Salary-Cap Maneuvering Around the NHL Will Help Chicago Blackhawks' Rebuild
It's worth starting this piece by saying that the Chicago Blackhawks paid an extortionate price for Seth Jones. He was expected to be a top-pairing defenseman and he did play well, but one player does not a contending team make. Only time will tell what the full scope of that trade was, but at least for today, the price paid was a dear one. Losing what everyone now knows to be the 6th overall pick, and then some, in the draft is a disaster for a rebuilding team like Chicago. Trades and free agency as the only real options for Chicago moving forward to next year.
People can present it any way they want, but the Jones trade was a harsh blow to Chicago's short-term plans. Charlie Roumeliotis has an article for NBC saying that losing the 2022 pick was better than the 2023 pick, which may be true, but it feels like someone trying to spin a bad situation. According to Roumeliotis, the 2023 draft pool is deeper and better than the 2022 pool. I guess that counts for something, but frankly, I'd rather have the 32nd pick in the first round of 2022 than no pick at all.
That's just me though, and the bottom line is Chicago needs to work around this hole in their draft plan to improve the team. The Chicago Blackhawks finished with a record of 28-42-12, which gave them 68 points. It's worth reflecting on the disaster that was this most recent season, but those team numbers could also be a look into the crystal ball for 2022-23. Chicago will be bad next year. Probably really bad. That's OK, but it will make being a fan a bit of a slog for 82 games.
I take solace in all of this by looking at a team like Columbus, and knowing that they'll be in salary cap hell in just a couple of years. They won't be able to sign all of their most talented players to big contracts. People will need to get moved, and this is where Chicago will benefit. I'm not saying that players will come back to the Blackhawks, but once teams are forced to make tough choices rebuilding teams like Chicago typically reap the most rewards.
Those money problems will be the perfect opportunity for Chicago to take a gamble on players looking to turn things around, or aging stars looking for a team that will give them another deal. A team such as the Montreal Canadiens could be a good partner for Chicago. Not only was Montreal terrible for the duration of the 2021-22 season, but Montreal also has some serious cap issues to resolve. Two contracts, specifically those of Shea Weber and Carey Price may have become especially problematic for the Habs' head office. Those two combine for something like 18,000,000 of cap space. Wouldn't Montreal love to be out from under those financial burdens?

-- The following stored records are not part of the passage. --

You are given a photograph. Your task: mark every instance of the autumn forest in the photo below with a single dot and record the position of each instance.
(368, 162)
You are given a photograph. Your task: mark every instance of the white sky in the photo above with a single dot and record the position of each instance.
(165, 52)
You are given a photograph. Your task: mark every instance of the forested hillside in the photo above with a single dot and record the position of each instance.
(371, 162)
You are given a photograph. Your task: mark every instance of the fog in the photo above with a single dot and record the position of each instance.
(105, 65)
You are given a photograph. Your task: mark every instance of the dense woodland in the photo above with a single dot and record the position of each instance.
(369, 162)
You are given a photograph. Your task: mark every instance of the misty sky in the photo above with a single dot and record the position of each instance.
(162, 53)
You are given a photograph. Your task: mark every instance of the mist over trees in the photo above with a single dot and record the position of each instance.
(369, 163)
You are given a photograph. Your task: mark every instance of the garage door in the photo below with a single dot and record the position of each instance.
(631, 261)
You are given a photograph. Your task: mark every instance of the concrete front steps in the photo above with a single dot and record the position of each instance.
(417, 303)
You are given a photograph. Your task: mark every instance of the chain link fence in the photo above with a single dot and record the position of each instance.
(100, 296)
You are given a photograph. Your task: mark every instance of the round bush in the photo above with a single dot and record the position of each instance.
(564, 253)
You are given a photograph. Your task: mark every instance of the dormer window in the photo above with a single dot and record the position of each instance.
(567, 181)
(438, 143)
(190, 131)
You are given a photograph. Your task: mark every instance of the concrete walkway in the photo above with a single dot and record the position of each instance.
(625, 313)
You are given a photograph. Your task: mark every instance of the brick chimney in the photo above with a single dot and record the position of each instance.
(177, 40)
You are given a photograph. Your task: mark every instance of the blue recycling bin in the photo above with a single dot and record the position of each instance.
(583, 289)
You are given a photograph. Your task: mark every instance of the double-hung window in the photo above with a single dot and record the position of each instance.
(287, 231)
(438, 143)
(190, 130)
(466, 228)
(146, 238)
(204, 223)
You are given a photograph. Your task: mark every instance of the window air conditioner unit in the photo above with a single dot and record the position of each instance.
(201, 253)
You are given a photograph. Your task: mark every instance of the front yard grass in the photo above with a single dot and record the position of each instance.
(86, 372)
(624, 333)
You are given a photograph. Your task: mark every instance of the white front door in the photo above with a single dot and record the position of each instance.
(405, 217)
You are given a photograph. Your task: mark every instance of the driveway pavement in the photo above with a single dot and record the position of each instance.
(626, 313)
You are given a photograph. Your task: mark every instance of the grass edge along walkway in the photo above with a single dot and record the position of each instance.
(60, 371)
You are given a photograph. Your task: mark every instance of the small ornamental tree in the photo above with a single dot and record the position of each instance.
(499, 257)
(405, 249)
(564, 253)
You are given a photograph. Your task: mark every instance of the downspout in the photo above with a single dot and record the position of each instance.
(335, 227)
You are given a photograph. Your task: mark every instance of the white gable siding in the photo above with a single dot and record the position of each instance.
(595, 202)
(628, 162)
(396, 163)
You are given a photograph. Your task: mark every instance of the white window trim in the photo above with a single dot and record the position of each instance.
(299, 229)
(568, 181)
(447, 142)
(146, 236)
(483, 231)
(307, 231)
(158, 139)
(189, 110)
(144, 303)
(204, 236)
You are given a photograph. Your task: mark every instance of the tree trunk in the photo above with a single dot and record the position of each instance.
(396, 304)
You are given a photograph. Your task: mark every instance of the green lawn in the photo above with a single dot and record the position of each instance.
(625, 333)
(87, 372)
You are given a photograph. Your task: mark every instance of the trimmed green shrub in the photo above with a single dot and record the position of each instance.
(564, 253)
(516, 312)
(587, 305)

Former Montreal GM Marc Bergevin had previously said that Weber would likely never play again. That's the kind of bad contract, with expected "sweeteners", a rebuilding team like Chicago can take on. Weber becomes a UFA as of 2026-27. That might seem like a long time, but that cap hit could help keep Chicago stay at the cap minimum while bringing younger players into the league over the next few years.
""We’re going to look at more of a rebuild here," Davidson said. "There are some things that we really need to fix that are going to take time. We're not going to put a timeline on it, whether it's three, five [years], I don’t have that answer right now. That will be determined as we proceed. "But we really need to do this the right way and we're going to stick to the plan and take our time with it and make sure that when we get to where we want to go, then it was the result of a plan that was stuck to and not deviated from.""- Blackhawks' GM Kyle Davidson
Essentially, the rebuild takes the time it takes according to Davidson. I believe that three years would probably be unreasonably fast, but by five years the team should be showing clear improvement. Weber's deal will have run its course by then.
Montreal's superstar goalie has a similar term on his mega-deal, despite having missed almost an entire season due to injury and substance abuse. Carey Price could be an interesting option because Chicago doesn't have a goalie with NHL experience under contract for next season besides Arvid Soderblom-a player that has barely played with the Blackhawks. Having Price wind down his NHL career in Chicago would be a way to solve a few problems at once, although it's unclear how realistic this scenario is after only playing in five games for 2021-22.
It's worth noting that Price comes with an eye-watering 10.5 million dollar cap hit, as do Jonathan Toews and Patrick Kane. However, the two stalwart Blackhawks vets are due new deals in a year, and neither is worth the amount they are currently making, especially not Toews. Cap space is opening up for Chicago, and soon. The Blackhawks could try and take on Price, even though it's very possible the goalie ends up not playing much. Price has been a phenomenal talent that could, at the very least, help mentor someone like Soderblom.
Negotiating with a team like Montreal is just one example of how Chicago could modify its lineup beyond drafting. Since Chicago won't have a first-round pick for the upcoming draft, but still will need to solve many roster issues, like who is going to be the goalie next year, free agency or trading are pretty much the only options the team will have. Looking to make deals with other teams might be the best option to consider in the first instance, especially if those trade partners are having cap issues.